There are five stages of change ranging from not thinking about change to maintaining change. The first step is to move people from not thinking about change to thinking about change. In order to do this service providers need to gain trust and access to the person through what they are interested in. Then, work to increase their awareness of the problem, the costs and benefits of their behaviour and hope that this will plant a seed to get them thinking about change.

Treatment must respond to what the client tells you about their situation and needs.

b) Group Discussion - Best Practices and Challenges Identified by the Participants

Getting clients engaged

Make use of 'the power of physicians' to get clients engaged in addressing their problems. This will involve outreach to physicians.

Assessment process

The assessment process has to be comprehensive and client centred. Work to build rapport with the client. An assessment of where the client is located in the 'stages of change' continuum can be useful. Experience has shown that sometimes families are too involved in the assessment process and that poses certain challenges, as the focus must be on the client and listening to the client.

Key elements in successful treatment

  • Collaborate with other helpers such as family and caregivers. Consult with them on addiction issues and support them whenever possible.
  • Helping seniors develop their social network should be a key element of treatment.
  • Adjust the pace as required.
  • Show respect for the senior's life experience. Having them tell their story sometimes helps them to see their lives in a different light, as the story is validated.
  • Listen to clients.

Harm reduction and abstinence approaches

Harm reduction strategies used in one location with a certain population may not be transferrable to other population groups. Flexibility and open-mindedness are important to the harm reduction approach; for example, client choice may mean that the client is supported in addressing the drinking problems while not tackling their use of marijuana.

Variety in programming

Older adults are not always receptive to participating in group therapy. A one-on-one approach in the home can be more suitable for some. Agencies should attempt to offer various options.

Adapting existing programs to accommodate seniors

  • Existing group therapy programs can be made 'senior friendly' and include seniors with other age groups. Programs need to address questions like lighting, seating, mobility, and hearing levels in order to ensure successful participation.
  • Introduce flexibility to in-patients programs to allow people to attend fewer days and for shorter periods of time.

Unique programming ideas

  • Photographs can be very powerful tools to spark discussion and sharing.
  • Linking seniors to youth can be very therapeutic.

Challenges - Reaching rural residents

Serving rural residents presents particular challenges. Issues of confidentiality arise, as do transportation and sufficient referral numbers.

Challenges - Pace of change

The pace of individual change may be slower than for younger people. Seniors will achieve greatest success when they work at a comfortable pace. Professionals need to be patient and avoid being stressed about the pace of change. This pacing can sometimes lead to conflict with the organization that is looking for evidence of results.

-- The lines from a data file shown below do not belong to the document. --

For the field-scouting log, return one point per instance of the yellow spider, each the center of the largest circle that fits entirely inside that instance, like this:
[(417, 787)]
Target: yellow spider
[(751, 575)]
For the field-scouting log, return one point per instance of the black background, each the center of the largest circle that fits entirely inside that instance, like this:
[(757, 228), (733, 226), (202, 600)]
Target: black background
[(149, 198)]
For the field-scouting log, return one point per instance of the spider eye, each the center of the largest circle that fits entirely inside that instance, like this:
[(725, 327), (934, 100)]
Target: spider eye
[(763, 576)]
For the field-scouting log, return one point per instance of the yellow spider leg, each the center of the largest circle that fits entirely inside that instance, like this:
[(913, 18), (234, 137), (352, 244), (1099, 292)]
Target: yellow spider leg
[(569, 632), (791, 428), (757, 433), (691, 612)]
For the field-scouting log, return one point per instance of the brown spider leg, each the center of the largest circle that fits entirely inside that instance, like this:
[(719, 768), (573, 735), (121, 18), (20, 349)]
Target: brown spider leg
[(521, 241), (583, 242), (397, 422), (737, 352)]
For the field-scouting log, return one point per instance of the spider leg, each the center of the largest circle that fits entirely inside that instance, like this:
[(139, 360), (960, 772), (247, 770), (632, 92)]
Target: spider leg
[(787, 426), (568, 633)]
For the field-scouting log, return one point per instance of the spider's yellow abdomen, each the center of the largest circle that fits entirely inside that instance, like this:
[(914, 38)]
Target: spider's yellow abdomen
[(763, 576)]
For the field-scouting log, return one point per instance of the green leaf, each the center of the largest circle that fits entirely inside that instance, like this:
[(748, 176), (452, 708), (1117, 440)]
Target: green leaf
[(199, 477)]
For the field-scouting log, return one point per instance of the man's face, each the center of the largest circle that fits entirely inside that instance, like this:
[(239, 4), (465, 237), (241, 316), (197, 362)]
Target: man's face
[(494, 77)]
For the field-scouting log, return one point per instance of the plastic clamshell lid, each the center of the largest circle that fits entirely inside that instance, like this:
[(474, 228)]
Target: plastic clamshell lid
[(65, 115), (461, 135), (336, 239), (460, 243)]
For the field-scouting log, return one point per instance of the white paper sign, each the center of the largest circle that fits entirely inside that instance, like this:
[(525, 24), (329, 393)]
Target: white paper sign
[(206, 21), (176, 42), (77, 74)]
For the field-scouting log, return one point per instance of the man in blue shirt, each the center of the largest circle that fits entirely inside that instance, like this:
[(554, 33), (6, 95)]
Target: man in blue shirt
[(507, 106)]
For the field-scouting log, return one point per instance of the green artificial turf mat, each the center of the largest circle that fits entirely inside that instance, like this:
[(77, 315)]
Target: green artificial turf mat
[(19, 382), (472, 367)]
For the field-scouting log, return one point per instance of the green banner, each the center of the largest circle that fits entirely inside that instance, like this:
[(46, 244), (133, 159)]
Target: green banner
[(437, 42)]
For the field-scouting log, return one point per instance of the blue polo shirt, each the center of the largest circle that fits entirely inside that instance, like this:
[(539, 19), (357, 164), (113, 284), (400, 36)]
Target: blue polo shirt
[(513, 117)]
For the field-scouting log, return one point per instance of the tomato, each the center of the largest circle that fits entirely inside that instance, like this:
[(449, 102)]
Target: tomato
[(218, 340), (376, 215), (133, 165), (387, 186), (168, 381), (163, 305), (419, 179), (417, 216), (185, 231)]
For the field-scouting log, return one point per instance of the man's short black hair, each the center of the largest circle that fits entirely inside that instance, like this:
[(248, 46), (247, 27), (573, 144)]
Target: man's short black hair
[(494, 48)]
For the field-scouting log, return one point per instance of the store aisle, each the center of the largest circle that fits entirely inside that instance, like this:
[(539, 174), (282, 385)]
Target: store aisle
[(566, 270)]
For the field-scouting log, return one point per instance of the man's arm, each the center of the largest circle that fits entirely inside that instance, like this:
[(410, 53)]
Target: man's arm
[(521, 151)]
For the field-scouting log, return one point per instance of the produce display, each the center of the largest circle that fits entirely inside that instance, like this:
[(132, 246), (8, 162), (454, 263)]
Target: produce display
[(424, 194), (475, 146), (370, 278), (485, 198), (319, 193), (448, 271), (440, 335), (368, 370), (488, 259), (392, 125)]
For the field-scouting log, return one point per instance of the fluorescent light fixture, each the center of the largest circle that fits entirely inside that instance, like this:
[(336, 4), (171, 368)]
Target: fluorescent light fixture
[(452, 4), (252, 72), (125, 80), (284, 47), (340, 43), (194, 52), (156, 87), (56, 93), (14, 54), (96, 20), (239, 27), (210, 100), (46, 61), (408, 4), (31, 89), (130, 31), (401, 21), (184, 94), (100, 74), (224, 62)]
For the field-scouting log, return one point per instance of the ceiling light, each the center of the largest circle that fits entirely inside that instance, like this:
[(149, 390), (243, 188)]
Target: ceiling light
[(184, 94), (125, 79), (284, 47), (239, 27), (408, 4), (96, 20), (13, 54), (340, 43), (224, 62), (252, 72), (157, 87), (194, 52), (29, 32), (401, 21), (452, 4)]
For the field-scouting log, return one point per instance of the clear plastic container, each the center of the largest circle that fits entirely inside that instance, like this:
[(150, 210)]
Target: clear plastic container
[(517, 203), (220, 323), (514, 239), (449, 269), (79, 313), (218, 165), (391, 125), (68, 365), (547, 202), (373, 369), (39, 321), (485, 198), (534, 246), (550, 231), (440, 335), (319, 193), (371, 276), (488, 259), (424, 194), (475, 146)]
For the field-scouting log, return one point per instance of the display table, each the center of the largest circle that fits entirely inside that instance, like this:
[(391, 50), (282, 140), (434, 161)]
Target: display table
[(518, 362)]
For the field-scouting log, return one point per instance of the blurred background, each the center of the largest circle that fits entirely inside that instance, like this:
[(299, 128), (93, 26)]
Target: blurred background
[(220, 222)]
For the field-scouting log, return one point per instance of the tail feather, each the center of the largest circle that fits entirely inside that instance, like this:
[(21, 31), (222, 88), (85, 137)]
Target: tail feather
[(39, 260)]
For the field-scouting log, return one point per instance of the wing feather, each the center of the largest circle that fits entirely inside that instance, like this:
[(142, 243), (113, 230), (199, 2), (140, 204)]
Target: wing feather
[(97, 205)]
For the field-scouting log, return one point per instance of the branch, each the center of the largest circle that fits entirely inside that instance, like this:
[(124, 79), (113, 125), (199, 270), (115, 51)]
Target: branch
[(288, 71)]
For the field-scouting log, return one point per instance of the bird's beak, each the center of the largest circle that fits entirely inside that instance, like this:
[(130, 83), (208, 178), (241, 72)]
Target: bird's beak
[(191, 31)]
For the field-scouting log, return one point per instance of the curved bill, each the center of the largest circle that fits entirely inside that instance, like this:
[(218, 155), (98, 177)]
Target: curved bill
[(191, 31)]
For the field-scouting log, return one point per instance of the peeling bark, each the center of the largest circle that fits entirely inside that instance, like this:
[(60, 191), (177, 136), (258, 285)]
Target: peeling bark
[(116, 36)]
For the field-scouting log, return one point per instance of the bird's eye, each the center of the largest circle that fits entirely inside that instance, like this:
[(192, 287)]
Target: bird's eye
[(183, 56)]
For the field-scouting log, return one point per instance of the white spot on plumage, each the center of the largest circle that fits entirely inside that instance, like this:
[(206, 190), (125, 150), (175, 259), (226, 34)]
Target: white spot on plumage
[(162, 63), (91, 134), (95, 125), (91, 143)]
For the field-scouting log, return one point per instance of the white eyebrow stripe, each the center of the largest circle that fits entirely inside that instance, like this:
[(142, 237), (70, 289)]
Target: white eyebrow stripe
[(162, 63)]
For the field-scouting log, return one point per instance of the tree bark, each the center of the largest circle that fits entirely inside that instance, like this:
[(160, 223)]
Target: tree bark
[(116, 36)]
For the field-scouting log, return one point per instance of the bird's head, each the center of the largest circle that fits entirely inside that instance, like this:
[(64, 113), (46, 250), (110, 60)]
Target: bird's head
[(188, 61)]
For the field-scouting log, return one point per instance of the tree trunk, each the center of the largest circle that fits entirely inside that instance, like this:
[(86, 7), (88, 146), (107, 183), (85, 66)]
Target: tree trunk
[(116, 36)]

Challenges - Advantages of nurturing partnerships

Outreach and collaboration with other agencies, services, professionals and seniors' groups in the community can help overcome many of the challenges in this work. Partnerships between addiction services and other seniors' services can lead to finding treatment that makes most sense for the client. Referral sources can be nurtured and strengthened, and information exchange can help educate other sectors about seniors' and addiction issues.

Challenges - Cognitive impairment

New challenges arise when clients are unable to conceptualize cause and effect or fully understand the consequences of their actions.

Challenges - Competing interests

There are competing interests in the treatment process. Agencies need to clearly identify who the client is. Is the client the senior, the substitute decision-maker, the family, the nursing home, the legal system? Clarifying this will help in finding a balance between interests and maintaining flexibility.